DAYTON, Wash. — Firefighters from Arizona, Oregon and New Mexico joined the fight Thursday against a group of fast-growing wildfires in southeastern Washington, and officials said they still need more help.
“The call has gone out,” said Louise Day, fire information officer at the Columbia County fires. “The growth potential for the fires is still extreme.”
Two hundred buildings were threatened by the fires, which covered nearly 100 square miles near Dayton on Thursday – up from 53 square miles Wednesday. Two homes had been destroyed, 35 outbuildings had been damaged and about 300 people had been urged to evacuate. More than 500 firefighters were battling the blazes.
The state Department of Natural Resources generally keeps several firefighting teams free for initial attack on new blazes. But those teams have been busy for weeks, and the state has nearly exhausted its resources, said Public Lands Commissioner Doug Sutherland.
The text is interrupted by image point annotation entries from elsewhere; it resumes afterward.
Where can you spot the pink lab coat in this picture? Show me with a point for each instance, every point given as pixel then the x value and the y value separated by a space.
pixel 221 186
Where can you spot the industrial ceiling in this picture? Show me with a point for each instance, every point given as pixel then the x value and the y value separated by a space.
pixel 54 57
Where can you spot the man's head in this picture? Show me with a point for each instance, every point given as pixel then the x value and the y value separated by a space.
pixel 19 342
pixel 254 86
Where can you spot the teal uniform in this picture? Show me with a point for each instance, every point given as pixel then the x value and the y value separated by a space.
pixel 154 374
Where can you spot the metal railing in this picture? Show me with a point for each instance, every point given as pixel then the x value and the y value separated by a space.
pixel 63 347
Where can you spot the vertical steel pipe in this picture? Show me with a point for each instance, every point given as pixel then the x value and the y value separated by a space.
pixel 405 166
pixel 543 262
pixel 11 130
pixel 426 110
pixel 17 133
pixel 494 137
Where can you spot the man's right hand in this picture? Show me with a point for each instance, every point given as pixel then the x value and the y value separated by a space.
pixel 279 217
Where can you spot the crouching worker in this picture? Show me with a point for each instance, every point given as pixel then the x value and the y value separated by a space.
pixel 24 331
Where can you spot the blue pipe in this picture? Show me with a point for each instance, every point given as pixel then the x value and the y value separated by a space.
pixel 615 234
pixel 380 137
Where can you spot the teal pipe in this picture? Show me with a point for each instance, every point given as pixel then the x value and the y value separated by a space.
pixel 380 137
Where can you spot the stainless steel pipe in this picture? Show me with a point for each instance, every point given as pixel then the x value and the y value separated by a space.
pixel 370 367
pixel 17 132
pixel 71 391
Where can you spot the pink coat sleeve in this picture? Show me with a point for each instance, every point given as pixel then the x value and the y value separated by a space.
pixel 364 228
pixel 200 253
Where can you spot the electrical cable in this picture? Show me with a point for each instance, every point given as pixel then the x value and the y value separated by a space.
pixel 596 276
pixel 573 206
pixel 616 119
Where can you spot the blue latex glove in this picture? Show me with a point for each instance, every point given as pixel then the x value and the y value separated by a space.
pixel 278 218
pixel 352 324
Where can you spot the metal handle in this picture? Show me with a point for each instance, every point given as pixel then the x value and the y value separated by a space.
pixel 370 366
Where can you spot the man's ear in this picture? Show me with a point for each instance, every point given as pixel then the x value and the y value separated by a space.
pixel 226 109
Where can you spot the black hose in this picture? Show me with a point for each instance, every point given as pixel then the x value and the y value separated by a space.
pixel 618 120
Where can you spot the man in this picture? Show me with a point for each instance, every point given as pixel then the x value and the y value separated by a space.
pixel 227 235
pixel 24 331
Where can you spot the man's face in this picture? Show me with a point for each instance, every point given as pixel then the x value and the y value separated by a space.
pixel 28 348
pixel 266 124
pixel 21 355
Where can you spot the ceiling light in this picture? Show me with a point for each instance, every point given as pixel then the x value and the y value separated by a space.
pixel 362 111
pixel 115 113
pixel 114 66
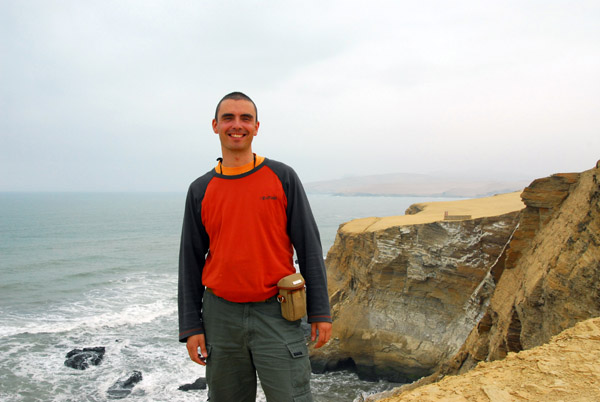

On Thursday, Sutherland ordered up a DC-10 jet capable of dropping as much as eight times more retardant than the usual air tanker. The giant plane, which is owned by a private contractor, costs $26,000 an hour, with a minimum of three hours a day.
Sutherland said he expects to use the jetliner, which can drop a line of retardant 50 feet wide and more than a mile long, for two days, or about six hours, including travel time from Southern California.
“It’s not inexpensive, but depending on how you use it, it could very well be less expensive than using other resources that are currently not even available,” he said in a telephone interview from Olympia.
Gov. Chris Gregoire declared a state of emergency Wednesday, allowing state agencies to send money and resources to help local jurisdictions battle the blazes.
Conditions were better for firefighting Thursday, with lower winds and temperatures. But forecasts call for higher temperatures and dry conditions over the weekend and into next week.
In Walla Walla County, in southeastern Washington, some residents along Coppei Creek were urged to evacuate as three fires burned nearby.
In eastern Oregon, wildfires burned through tens of thousands of acres of grass, sagebrush and juniper. Most of the fires were started by lightning.
“It’s been hectic,” said Tara Wilson, spokeswoman for firefighting agencies south of Burns. “We are getting tired, and our crews are getting tired. Things are stretched pretty thin. We’ve just had too much of the high winds, and the fires are pretty erratic in their behavior. It’s going to be a long fight.”
In Montana, firefighters continued to battle a blaze in a subdivision east of Billings that had burned nearly 3,900 acres – or roughly 6 square miles. It was 85 percent contained by Thursday evening.
More than 7 million acres, about 11,000 square miles, have burned across the U.S. this year, well above the average of about 4.4 million acres by this time of year, according to the National Interagency Fire Center.